Die Grenze zwischen Unten und Oben

Wenn es "Denen da Oben" an den Kragen geht, scheint es fuer
Gemaessigte wie Radikale jedenfalls in Ordnung zu sein; auch wenn seit
mehr als hundert Jahren immer weniger klar ist, wer denn "Die da Oben"
ueberhaupt sind.

Ich bin zwar eigentlich zu jung dafuer, aber ich behaupte, dass zu
Zeiten der RAF die Generaldirektoren und Vorstandsmitglieder genauso
(wenig) austauschbar waren wie heute. Eine Person bzw. Gruppe, die die
Liquidation von Menschen als Ausdruck des Protests in Erwaegung zieht,
und sich aus diesem Grund Gedanken ueber ihre (mangelnde) Symbolkraft
macht, verraet die die Idee einer humanistischen, linken Gesellschaft
nicht bloss auf der Ebene der Frage, von wem sie denn ein Mandat fuer
solches Handeln erhaelt.

Die Gruppe bzw. Person bewegt sich damit sowieso auf vollkommen
menschenunwuerdigem, unaufgeklaertem Terrain und disqualifiziert ihr
Handeln somit schon per definitionem von saemtlichen humanistischen
und emanzipatorischen (=linken) Anspruechen.

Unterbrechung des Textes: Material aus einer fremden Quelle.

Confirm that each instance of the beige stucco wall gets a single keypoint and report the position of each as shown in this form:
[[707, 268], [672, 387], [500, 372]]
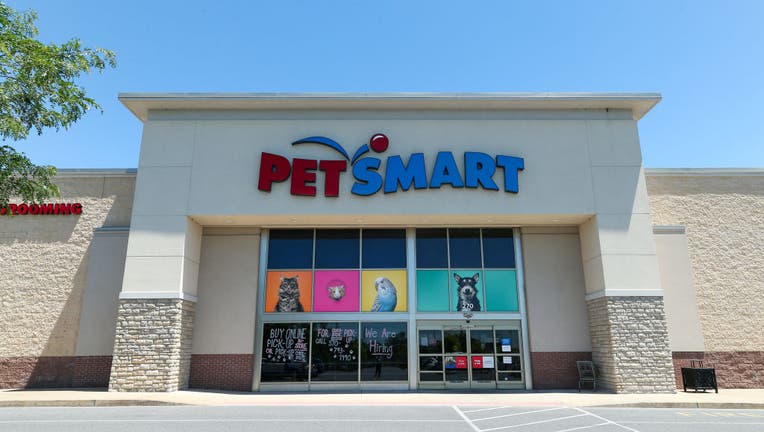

Solches Handeln wird auch nur unerheblich humaner, wenn die
angegriffenen Subjekte nicht anhand ihrer beruflichen Position
gewaehlt werden, sondern ob der "materiellen Statussymbole" die sie
ihr Eigen nennen.

Zu frueh

Als junger Linker regt sich in mir jedenfalls nicht der Eindruck, als
waere der Begriff der Revolution antiquiert bzw. veraltet. Im
Gegenteil. Sowohl in den breiten Gesellschaftsschichten, als auch in
der ach-so-progressiven Linken scheint die Zeit der Revolution noch
immer (oder schon wieder) nicht gekommen. Aktuelle politische
Einschaetzungen -- ob im Feuilleton oesterreichischer Tageszeitungen,
auf indymedia oder eben im Kommentar von Rosa Kaltmut wirken auf mich
eher reaktionaer als revolutionaer. Solange ein Kollektiv -- "das
Volk", "die 99%", usw. -- als revolutionaeres Subjekt betrachtet wird,
solange ist die ersehnte Revolution dazu verurteilt, an ihren eigenen
emanzipatorischen Anspruechen vorbeizulaufen bzw. ein System zu
reproduzieren, dass nicht freier ist, als die Verhaeltnisse, in denen
wir jetzt leben. Solange nicht Individuen -- egal, ob Vorstandschef
oder Obdachloser -- als revolutionaere Subjekte anerkannt werden,
solange ist es fuer eine Revolution noch zu frueh.